El nombre del mercado está puesto a medida de lo que sucede en su interior. Se llama “Nos alcuentros”. En castellano, “en los encuentros”. Año tras año, Colunga lo acoge gracias al esfuerzo de la asociación que lleva su mismo nombre. Y es lo primero que se veía ayer al entrar a la villa, vestida de gala. “Cuando surgió, había una empresa que lo llevaba que siempre llamaba a los mismos artesanos. Entonces, en los veranos funcionábamos como una familia y nos reuníamos cada fin de semana. Luego eso se perdió. Y cuando nosotros lo cogimos, quisimos recuperar eso que se había perdido, que era su esencia: el compañerismo”, cuenta Cristina Muniello, la tesorera de la asociación. Va vestida como los artesanos de antaño, que es la indumentaria “obligada”: falda de un color sobrio, mandil, blusa blanca y alpargatas de esparto. Para hombres, pantalón de mahón, camisa blanca, chaleco de forma opcional y también alpargatas de calzado.

Son encuentros entre artesanos, con lo tradicional, con el público y con su propio pueblo. Son también entre amigos, como Virginia Fariña, que es de Villaviciosa y va a ver a su amiga Inés Castro, que vende embutidos procedentes de Nava.

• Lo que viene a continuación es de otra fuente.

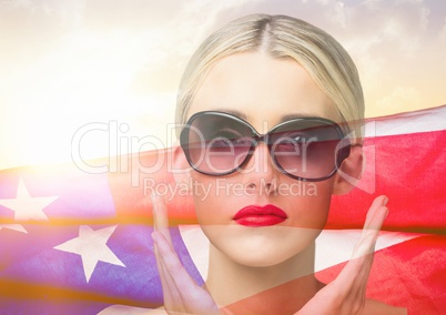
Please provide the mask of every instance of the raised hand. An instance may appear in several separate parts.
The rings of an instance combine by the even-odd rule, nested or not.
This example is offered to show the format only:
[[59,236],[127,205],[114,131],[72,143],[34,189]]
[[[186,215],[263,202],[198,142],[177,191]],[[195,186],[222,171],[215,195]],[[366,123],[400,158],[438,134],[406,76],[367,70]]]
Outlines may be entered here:
[[365,291],[373,263],[375,243],[387,216],[387,197],[378,196],[372,203],[359,242],[351,261],[339,275],[322,288],[296,314],[364,314]]
[[229,314],[219,309],[211,294],[199,286],[181,264],[172,246],[163,200],[152,195],[154,253],[168,314]]

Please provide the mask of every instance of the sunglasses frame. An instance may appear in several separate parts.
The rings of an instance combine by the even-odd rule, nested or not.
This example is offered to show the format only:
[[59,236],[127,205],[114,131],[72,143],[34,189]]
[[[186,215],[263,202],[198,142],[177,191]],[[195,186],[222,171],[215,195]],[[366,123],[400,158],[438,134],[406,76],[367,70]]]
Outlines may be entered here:
[[[191,156],[189,154],[189,149],[187,149],[187,144],[189,144],[189,132],[187,132],[187,130],[191,128],[193,121],[195,121],[197,118],[205,116],[205,115],[212,115],[212,116],[219,115],[219,116],[227,118],[227,119],[234,120],[234,121],[236,121],[239,123],[242,123],[243,125],[246,125],[251,130],[252,134],[250,135],[250,138],[252,138],[254,140],[254,145],[252,145],[250,148],[250,152],[252,152],[252,153],[249,152],[246,154],[246,158],[244,159],[244,161],[237,167],[235,167],[235,169],[233,169],[231,171],[227,171],[227,172],[223,172],[223,173],[209,173],[209,172],[200,170],[191,161]],[[270,152],[271,159],[273,160],[274,165],[277,167],[278,171],[281,171],[283,174],[287,175],[288,177],[292,177],[292,179],[297,180],[297,181],[303,181],[303,182],[321,182],[321,181],[325,181],[325,180],[332,177],[337,172],[337,170],[339,169],[339,166],[344,162],[344,160],[346,158],[348,158],[348,155],[351,153],[352,144],[349,143],[349,141],[348,141],[347,144],[342,145],[342,148],[336,152],[337,153],[337,156],[336,156],[337,159],[336,159],[336,163],[335,163],[332,172],[330,174],[323,176],[323,177],[316,177],[316,179],[306,179],[306,177],[302,177],[302,176],[297,176],[297,175],[293,175],[293,174],[288,173],[276,161],[275,155],[271,153],[271,146],[268,145],[268,136],[272,133],[274,133],[277,129],[282,128],[283,125],[290,124],[290,123],[293,123],[293,122],[298,122],[298,121],[314,121],[314,122],[321,122],[321,123],[323,123],[325,125],[330,125],[330,126],[332,126],[332,128],[334,128],[336,130],[336,132],[337,132],[337,134],[339,136],[339,143],[342,141],[344,141],[344,140],[348,140],[345,136],[343,130],[341,129],[341,126],[337,123],[335,123],[334,121],[331,121],[328,119],[318,118],[318,116],[303,116],[303,118],[295,118],[295,119],[292,119],[292,120],[287,120],[287,121],[284,121],[284,122],[281,122],[281,123],[276,124],[267,133],[261,134],[247,121],[245,121],[245,120],[243,120],[243,119],[241,119],[239,116],[235,116],[233,114],[225,113],[225,112],[220,112],[220,111],[202,111],[202,112],[194,113],[187,120],[186,124],[183,126],[183,129],[181,131],[181,134],[180,134],[180,145],[183,149],[183,152],[184,152],[184,155],[185,155],[185,158],[187,160],[189,165],[191,165],[191,167],[194,169],[195,171],[197,171],[199,173],[202,173],[202,174],[205,174],[205,175],[224,176],[224,175],[230,175],[230,174],[235,173],[236,171],[242,169],[250,161],[250,159],[254,154],[254,151],[257,148],[259,143],[264,142],[266,144],[266,146],[268,148],[268,152]]]

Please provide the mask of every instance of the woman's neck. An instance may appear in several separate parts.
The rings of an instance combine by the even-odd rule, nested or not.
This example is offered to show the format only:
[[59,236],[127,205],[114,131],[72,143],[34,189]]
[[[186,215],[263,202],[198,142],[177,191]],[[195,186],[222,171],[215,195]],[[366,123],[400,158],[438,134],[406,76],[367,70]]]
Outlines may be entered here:
[[230,308],[243,314],[297,311],[322,286],[314,277],[314,254],[312,244],[277,265],[251,267],[232,261],[211,244],[206,287],[219,305],[232,305]]

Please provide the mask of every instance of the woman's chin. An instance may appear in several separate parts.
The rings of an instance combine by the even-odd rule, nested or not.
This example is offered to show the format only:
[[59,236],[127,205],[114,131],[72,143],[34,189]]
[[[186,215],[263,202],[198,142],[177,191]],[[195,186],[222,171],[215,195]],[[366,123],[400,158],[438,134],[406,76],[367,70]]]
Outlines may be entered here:
[[[221,227],[222,230],[224,227]],[[220,228],[219,228],[220,230]],[[226,226],[225,232],[204,231],[219,256],[250,267],[270,267],[302,256],[320,231],[313,228]]]

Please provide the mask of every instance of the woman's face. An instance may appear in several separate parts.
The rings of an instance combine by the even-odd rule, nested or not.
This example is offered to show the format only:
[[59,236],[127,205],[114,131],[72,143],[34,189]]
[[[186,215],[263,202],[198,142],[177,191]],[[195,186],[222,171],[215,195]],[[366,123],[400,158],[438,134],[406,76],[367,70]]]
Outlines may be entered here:
[[[212,68],[189,115],[212,110],[237,115],[261,134],[285,116],[338,121],[332,101],[297,62],[260,52],[233,54]],[[294,180],[276,169],[262,142],[243,170],[224,176],[190,173],[196,215],[214,247],[240,264],[270,266],[312,244],[325,225],[334,177],[314,183]],[[285,216],[245,214],[237,220],[242,209],[265,211],[271,205]]]

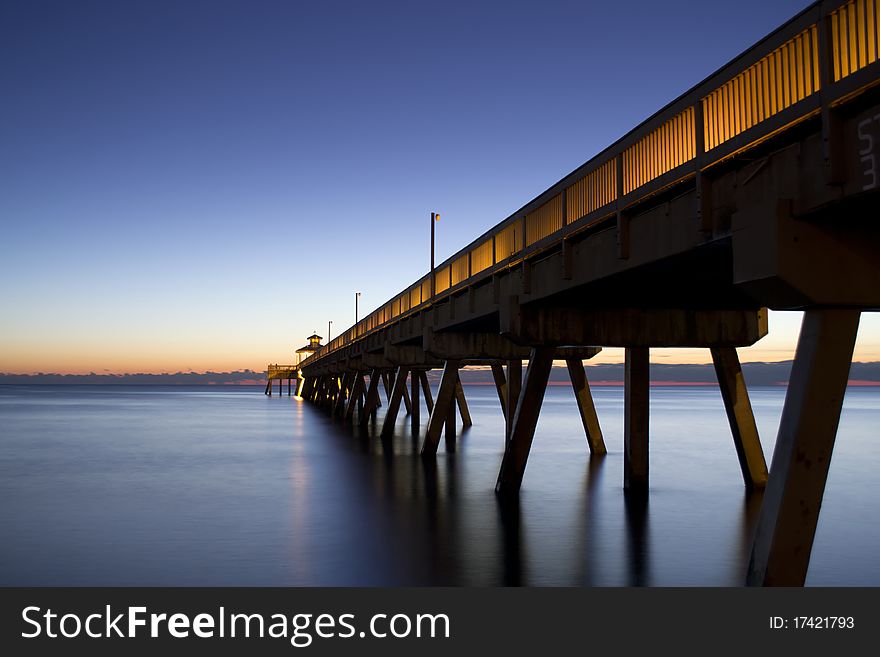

Se conocieron porque tenían personas en común hará dos o tres años y, desde entonces, cada vez que tiene ocasión la va a visitar a la feria. “Yo vine por la comida y a ver a Inés”, afirma Rodrigo Artidiello, que es el hijo de Virginia. “Es que le encanta la cecina”, dice sonriente su madre. Ayer tuvo la ocasión perfecta.

Pero los puestos no son solo de comida, sino que allí hay de todo. Colocados en hilera, los vecinos de Colunga y los turistas los ojean ininterrumpidamente. Siempre hay algo que les llama la atención: pendientes y collares, olorosos jabones, todo tipo de quesos, embutidos, chacinería o productos de panadería. Un compendio de cosas que se mantienen la tradición asturiana y que los que organizan el mercado de los “Alcuentros” se han empeñado en mantener. “El compañerismo siempre está presente. Tenemos gente que se han ofrecido a quitar metros de sus puestos para que podamos entrar más”, afirma Muniellos. Y, para llamar la atención del lugar, unas banderillas de colores se balancean con la leve brisa y adornan la plaza de Colunga.

Hay una cosa que llama más la atención que el resto. Es justo a la entrada, donde la gente se aglutina, en forma de semicírculo en torno a una persona. Es la periodista Sonia Fidalgo, a la que le han dado un premio por su papel en la difusión cultural. Está ilusionada, muchísima gente de Colunga lo percibe y sale también a su encuentro.